WASHINGTON — The House was set to vote late Wednesday on an eight-month extension of a trade preference program that benefits apparel and textile companies doing business in four Andean countries.

The Andean Trade Preference Act, which was facing expiration on Saturday, gives duty free status to apparel made in Peru, Colombia, Ecuador and Bolivia, and exported to the U.S.

House Ways and Means Committee chairman Charles Rangel (D., N.Y.) had postponed the panel's vote on a two-year extension last week to resolve differences with his counterparts in the Senate.

Top House and Senate lawmakers on trade reached a compromise on the legislation and scaled back the length of the extension to eight months from the two years in the original proposal.

As part of the compromise, the leaders bypassed committee votes and placed the bill on the House "suspension calendar," a procedural step for noncontroversial bills that requires a two-thirds majority for passage.

The House vote was the first trade test for Democrats, who took control of Congress this year, and it was likely to indicate where the Democratic caucus stands on trade.

Rangel and his committee's ranking Republican, Jim McCrery (R., La.), did not explain the reduction in the length of the extension. However, the lawmakers said in a joint statement that they expect "swift action in the House and Senate," and plan to send the bill to President Bush for his signature before the program expires on Saturday.

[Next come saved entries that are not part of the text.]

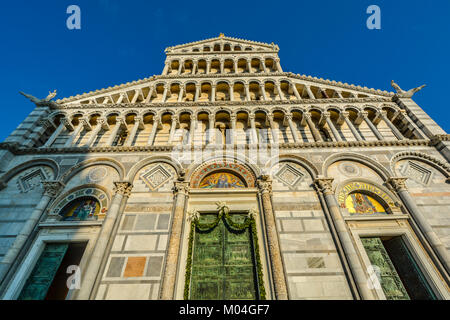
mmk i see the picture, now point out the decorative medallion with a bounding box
[338,162,361,177]
[274,164,304,189]
[87,167,108,183]
[140,165,172,191]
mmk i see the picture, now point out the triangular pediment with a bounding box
[166,34,279,54]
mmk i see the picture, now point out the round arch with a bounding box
[59,157,125,183]
[0,158,59,185]
[264,154,319,179]
[126,155,184,182]
[322,152,392,180]
[187,156,260,188]
[390,151,450,178]
[336,178,401,215]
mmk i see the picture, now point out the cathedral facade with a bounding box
[0,35,449,300]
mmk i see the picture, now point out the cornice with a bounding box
[166,50,279,57]
[166,35,276,51]
[56,97,392,110]
[0,139,434,156]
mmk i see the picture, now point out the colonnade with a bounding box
[33,106,426,149]
[78,81,370,106]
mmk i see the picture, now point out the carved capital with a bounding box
[62,118,74,131]
[387,177,408,192]
[42,181,65,198]
[257,175,273,195]
[173,181,189,195]
[314,178,334,195]
[113,181,133,197]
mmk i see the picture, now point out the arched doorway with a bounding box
[179,160,268,300]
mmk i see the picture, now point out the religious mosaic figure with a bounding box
[199,172,245,189]
[63,199,99,221]
[345,193,386,215]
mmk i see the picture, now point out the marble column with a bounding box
[276,83,285,100]
[230,114,237,145]
[267,113,278,144]
[161,85,169,103]
[42,121,65,148]
[85,118,109,147]
[361,112,383,140]
[107,117,126,146]
[162,62,169,75]
[304,113,323,142]
[168,117,178,144]
[211,85,216,102]
[380,111,404,140]
[189,115,196,144]
[233,60,238,74]
[148,116,160,146]
[247,60,252,73]
[124,116,143,147]
[192,60,198,75]
[259,84,268,101]
[160,181,189,300]
[0,181,65,283]
[342,112,363,141]
[220,59,224,74]
[305,86,315,99]
[249,114,258,144]
[286,114,300,143]
[144,86,155,103]
[178,86,185,103]
[178,61,183,75]
[206,60,211,74]
[194,85,200,101]
[292,84,301,100]
[64,119,86,147]
[314,178,375,300]
[245,84,252,101]
[387,178,450,271]
[77,182,133,300]
[229,85,234,102]
[208,114,215,144]
[261,60,267,73]
[323,112,342,142]
[275,59,283,72]
[257,176,288,300]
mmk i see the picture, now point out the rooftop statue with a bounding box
[19,90,59,108]
[391,80,426,98]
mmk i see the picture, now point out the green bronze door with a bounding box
[18,243,69,300]
[361,238,410,300]
[190,214,258,300]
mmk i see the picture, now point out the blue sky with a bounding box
[0,0,449,141]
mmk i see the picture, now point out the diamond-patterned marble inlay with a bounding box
[17,169,46,193]
[275,164,304,188]
[401,161,432,185]
[140,165,172,191]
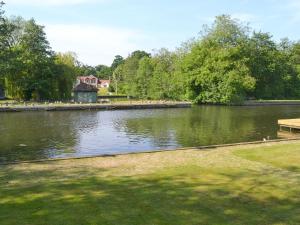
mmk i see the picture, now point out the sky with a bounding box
[3,0,300,66]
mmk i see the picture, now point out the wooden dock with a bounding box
[278,119,300,132]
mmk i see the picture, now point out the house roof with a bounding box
[78,75,98,80]
[99,80,111,84]
[73,83,98,92]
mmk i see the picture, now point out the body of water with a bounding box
[1,105,300,163]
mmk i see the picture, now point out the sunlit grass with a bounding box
[0,141,299,225]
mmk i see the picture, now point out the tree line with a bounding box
[2,1,300,103]
[111,15,300,104]
[0,2,123,101]
[0,2,78,100]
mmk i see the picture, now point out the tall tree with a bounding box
[78,65,96,75]
[0,1,14,79]
[183,15,255,104]
[149,49,178,99]
[4,18,55,100]
[115,50,151,96]
[247,32,284,99]
[95,64,112,79]
[111,55,124,71]
[135,57,153,98]
[54,52,78,100]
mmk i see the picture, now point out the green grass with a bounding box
[234,143,300,173]
[0,142,299,225]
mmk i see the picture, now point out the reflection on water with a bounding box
[1,105,300,162]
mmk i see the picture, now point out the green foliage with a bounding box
[246,33,297,99]
[1,14,78,101]
[78,64,97,76]
[0,2,15,78]
[3,18,55,100]
[111,15,300,104]
[136,56,153,98]
[112,50,151,96]
[183,15,255,104]
[3,3,300,103]
[53,52,78,100]
[149,49,180,100]
[111,55,124,71]
[95,64,112,79]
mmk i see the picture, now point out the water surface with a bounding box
[1,105,300,163]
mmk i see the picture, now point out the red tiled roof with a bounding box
[99,80,111,84]
[78,75,97,80]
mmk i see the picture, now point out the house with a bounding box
[76,75,98,88]
[73,82,98,103]
[98,80,111,88]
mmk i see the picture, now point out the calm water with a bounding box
[1,105,300,163]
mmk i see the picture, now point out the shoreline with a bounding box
[243,100,300,106]
[0,101,191,112]
[2,100,300,112]
[2,137,300,166]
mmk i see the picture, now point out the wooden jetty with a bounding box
[278,119,300,132]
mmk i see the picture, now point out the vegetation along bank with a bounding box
[2,1,300,104]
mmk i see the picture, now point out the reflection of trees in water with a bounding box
[2,106,298,162]
[113,109,183,147]
[115,106,282,148]
[0,111,98,162]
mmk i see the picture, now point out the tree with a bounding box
[247,32,283,99]
[0,1,15,79]
[111,55,124,71]
[19,19,55,100]
[135,57,153,98]
[95,64,112,79]
[115,50,151,96]
[78,65,96,75]
[183,15,255,104]
[53,52,78,100]
[112,64,124,94]
[3,18,57,100]
[149,49,178,99]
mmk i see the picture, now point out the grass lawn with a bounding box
[0,142,299,225]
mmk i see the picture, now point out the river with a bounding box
[1,105,300,163]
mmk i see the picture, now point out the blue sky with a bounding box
[4,0,300,65]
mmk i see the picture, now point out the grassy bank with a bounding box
[0,142,299,225]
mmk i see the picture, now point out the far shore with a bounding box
[243,100,300,106]
[2,99,300,113]
[0,100,192,112]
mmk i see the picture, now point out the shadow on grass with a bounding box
[0,165,299,225]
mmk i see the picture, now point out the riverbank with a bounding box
[0,101,191,112]
[244,100,300,106]
[1,140,299,225]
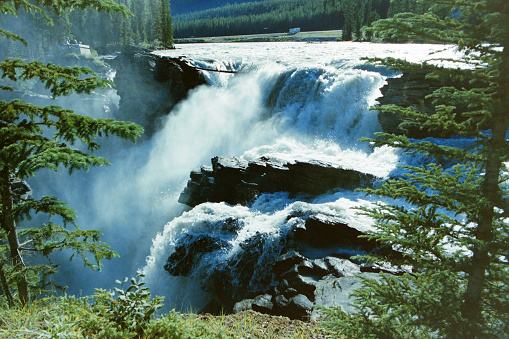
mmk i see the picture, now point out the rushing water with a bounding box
[37,42,460,308]
[138,42,460,311]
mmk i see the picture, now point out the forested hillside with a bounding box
[173,0,390,39]
[0,0,173,60]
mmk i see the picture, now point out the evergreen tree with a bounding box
[0,0,143,305]
[158,0,174,48]
[324,0,509,337]
[341,0,355,40]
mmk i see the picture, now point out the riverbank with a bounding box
[175,30,343,43]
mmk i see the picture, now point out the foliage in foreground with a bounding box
[324,0,509,338]
[0,298,216,338]
[0,275,332,338]
[1,0,143,306]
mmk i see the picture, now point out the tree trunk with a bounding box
[0,169,29,304]
[0,262,14,306]
[462,25,509,336]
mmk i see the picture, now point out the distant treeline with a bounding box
[173,0,391,39]
[0,0,173,60]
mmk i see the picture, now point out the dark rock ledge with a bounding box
[179,156,378,207]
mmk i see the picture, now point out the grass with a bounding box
[0,297,335,338]
[180,311,334,338]
[175,30,343,44]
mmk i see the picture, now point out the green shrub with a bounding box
[89,272,163,337]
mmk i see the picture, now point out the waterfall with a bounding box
[34,42,459,305]
[138,42,458,311]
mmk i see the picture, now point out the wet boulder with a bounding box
[325,257,361,277]
[272,250,307,277]
[233,298,254,313]
[164,234,229,276]
[251,294,274,314]
[286,294,314,320]
[203,232,284,312]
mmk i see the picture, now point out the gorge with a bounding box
[26,42,465,320]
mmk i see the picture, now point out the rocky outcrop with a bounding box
[231,249,397,321]
[259,252,363,321]
[229,215,402,321]
[164,209,403,320]
[179,156,378,207]
[377,69,484,139]
[108,48,206,137]
[167,154,393,319]
[377,71,441,138]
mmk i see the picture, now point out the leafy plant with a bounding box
[91,272,163,337]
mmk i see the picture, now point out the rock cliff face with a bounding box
[108,48,206,137]
[377,70,482,139]
[377,71,440,138]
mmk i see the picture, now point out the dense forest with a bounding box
[171,0,265,15]
[0,0,173,60]
[173,0,391,39]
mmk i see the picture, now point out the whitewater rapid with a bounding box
[132,42,460,311]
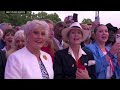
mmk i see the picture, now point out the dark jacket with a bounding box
[0,50,7,79]
[0,40,5,49]
[53,48,96,79]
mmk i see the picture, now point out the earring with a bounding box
[67,40,69,43]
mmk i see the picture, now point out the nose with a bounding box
[19,41,23,45]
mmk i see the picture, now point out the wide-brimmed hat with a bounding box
[106,23,118,33]
[62,22,89,43]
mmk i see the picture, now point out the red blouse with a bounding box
[41,45,54,63]
[76,58,85,70]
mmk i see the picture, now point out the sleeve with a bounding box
[88,52,96,79]
[53,51,64,79]
[83,46,109,77]
[5,54,22,79]
[82,48,96,79]
[0,51,7,79]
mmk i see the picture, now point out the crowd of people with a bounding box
[0,14,120,79]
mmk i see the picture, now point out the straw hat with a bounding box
[61,22,89,43]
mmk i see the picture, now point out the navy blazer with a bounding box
[0,50,7,79]
[53,48,96,79]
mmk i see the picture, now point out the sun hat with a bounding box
[61,22,89,43]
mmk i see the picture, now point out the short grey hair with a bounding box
[24,20,49,37]
[11,30,25,49]
[14,30,25,40]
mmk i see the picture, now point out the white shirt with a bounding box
[54,37,64,50]
[68,45,86,61]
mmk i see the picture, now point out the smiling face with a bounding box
[3,29,15,47]
[4,32,14,46]
[26,27,47,50]
[68,28,83,45]
[24,20,49,52]
[15,37,25,50]
[94,25,109,43]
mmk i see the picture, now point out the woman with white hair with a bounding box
[6,30,25,58]
[5,20,54,79]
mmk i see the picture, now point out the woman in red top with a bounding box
[41,19,55,62]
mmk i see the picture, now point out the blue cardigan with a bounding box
[84,42,120,79]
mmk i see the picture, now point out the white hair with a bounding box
[14,30,25,40]
[24,19,49,37]
[12,30,25,48]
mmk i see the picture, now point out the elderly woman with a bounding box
[84,24,120,79]
[53,22,96,79]
[6,30,26,58]
[5,20,54,79]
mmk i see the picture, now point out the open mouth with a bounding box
[35,41,43,44]
[101,36,107,39]
[74,38,79,41]
[8,39,13,43]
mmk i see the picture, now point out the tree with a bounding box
[34,12,61,24]
[0,11,61,26]
[82,18,92,24]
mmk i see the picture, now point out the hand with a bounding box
[75,68,91,79]
[110,42,120,55]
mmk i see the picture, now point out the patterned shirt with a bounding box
[38,60,49,79]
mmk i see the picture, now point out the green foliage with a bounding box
[0,11,61,26]
[82,18,92,24]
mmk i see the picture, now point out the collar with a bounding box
[54,37,64,50]
[68,45,87,61]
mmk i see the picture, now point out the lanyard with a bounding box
[105,48,114,72]
[99,47,114,72]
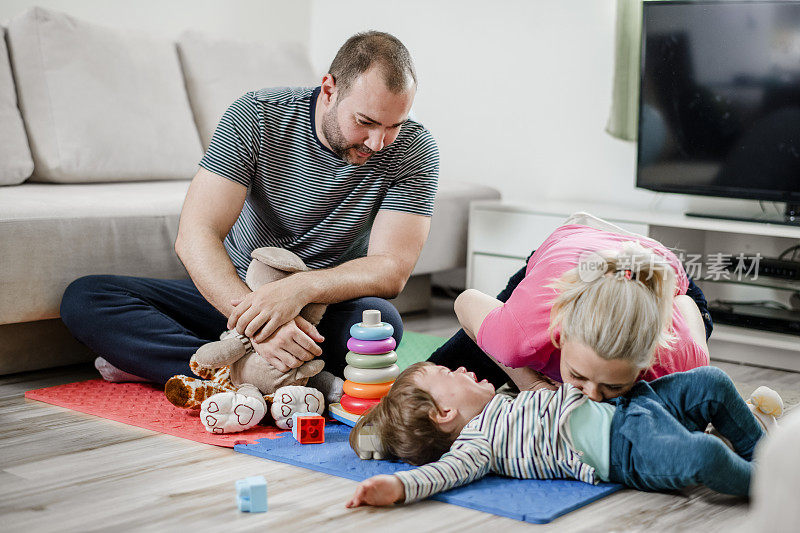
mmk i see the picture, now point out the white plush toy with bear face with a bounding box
[200,384,324,433]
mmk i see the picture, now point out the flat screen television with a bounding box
[636,0,800,224]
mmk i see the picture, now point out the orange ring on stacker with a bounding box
[340,394,381,415]
[343,380,393,399]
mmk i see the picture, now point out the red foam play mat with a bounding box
[25,379,288,447]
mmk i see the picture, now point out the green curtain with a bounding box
[606,0,645,142]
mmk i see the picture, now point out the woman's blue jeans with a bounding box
[607,366,764,497]
[60,275,402,384]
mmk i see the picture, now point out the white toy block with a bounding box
[355,427,384,460]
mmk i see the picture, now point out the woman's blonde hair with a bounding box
[548,241,677,370]
[349,362,456,466]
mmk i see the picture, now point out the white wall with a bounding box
[0,0,771,215]
[309,0,764,215]
[0,0,310,43]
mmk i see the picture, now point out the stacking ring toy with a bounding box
[350,322,395,341]
[345,351,397,369]
[343,380,393,399]
[340,394,381,415]
[344,364,401,384]
[328,403,360,427]
[347,337,396,355]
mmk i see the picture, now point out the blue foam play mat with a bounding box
[235,423,623,524]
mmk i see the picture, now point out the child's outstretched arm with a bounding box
[346,474,405,508]
[347,434,493,508]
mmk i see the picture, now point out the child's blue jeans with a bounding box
[60,275,402,384]
[607,366,764,497]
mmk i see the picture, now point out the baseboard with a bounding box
[0,319,94,375]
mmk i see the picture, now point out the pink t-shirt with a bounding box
[476,225,709,382]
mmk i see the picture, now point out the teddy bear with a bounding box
[165,247,328,432]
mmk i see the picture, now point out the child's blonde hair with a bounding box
[548,241,677,370]
[349,362,456,466]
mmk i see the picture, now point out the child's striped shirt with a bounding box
[394,385,596,503]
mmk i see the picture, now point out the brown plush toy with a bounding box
[165,247,327,433]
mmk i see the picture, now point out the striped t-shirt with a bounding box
[199,87,440,280]
[393,385,598,503]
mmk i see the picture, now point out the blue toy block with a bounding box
[235,475,268,513]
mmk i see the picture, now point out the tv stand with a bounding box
[686,202,800,227]
[467,200,800,372]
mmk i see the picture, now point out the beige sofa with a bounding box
[0,7,500,375]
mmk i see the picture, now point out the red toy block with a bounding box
[291,413,325,444]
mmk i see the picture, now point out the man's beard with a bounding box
[321,105,373,166]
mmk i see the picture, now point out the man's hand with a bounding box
[250,316,324,372]
[228,274,310,342]
[345,475,405,508]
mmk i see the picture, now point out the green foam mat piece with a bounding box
[394,330,447,370]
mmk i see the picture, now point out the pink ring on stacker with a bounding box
[346,336,397,355]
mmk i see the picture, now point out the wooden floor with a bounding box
[2,296,799,532]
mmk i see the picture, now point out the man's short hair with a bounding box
[328,31,417,98]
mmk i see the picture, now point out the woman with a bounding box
[429,213,712,401]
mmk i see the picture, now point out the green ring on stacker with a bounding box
[345,351,397,368]
[350,322,395,340]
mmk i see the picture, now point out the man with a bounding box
[60,32,439,397]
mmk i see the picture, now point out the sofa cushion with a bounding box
[7,7,202,183]
[0,178,499,326]
[0,181,190,325]
[0,27,34,186]
[178,30,317,148]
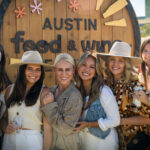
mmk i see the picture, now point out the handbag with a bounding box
[127,132,150,150]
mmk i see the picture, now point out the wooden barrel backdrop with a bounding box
[0,0,141,86]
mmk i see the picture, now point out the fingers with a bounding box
[74,125,83,132]
[134,90,145,98]
[43,92,54,105]
[73,122,88,132]
[45,92,53,98]
[5,122,16,134]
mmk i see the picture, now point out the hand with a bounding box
[133,90,148,105]
[5,121,16,134]
[43,92,54,105]
[73,121,89,132]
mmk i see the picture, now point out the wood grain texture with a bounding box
[105,18,127,27]
[103,0,128,18]
[0,0,141,85]
[96,0,104,11]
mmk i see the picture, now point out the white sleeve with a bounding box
[98,85,120,131]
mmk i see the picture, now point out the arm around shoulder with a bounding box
[40,87,54,107]
[42,89,83,135]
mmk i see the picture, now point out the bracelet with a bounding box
[87,122,91,128]
[148,96,150,102]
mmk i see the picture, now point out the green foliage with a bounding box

Sen. Chuck Grassley (R., Iowa), the ranking Republican on the Senate Finance Committee, who had been critical of extending unilateral benefits to Bolivia and Ecuador because of an apparent move away from free market principles, said he would keep a close eye on those governments, but called the bill a "reasonable compromise."

Congress could take up separate, bilateral free trade agreements with Peru and Colombia this year.

Business groups had hoped for a longer extension, but most said they still supported a short-term action to avoid a lapse in the program's benefits.

"We would have preferred a longer term extension but we need something to get us past the expiration on Saturday," said Julia Hughes, senior vice president at the U.S. Association of Importers of Textiles and Apparel.For the year ended April 30, apparel imports from the Andean region totaled $1.4 billion, according to the U.S. Commerce Department.

Textile producers, who exported $207 million in yarns and fabrics to the region last year, welcomed the extension, but also had pressed for a longer-term program.

"This is not the best way to encourage business in the region, but it is better than letting the program expire," said Cass Johnson, president of the National Council of Textile Organizations. "If importers had been left with paying enormous duties on goods using U.S. fabrics and yarns, they would have switched to Asia pretty quickly."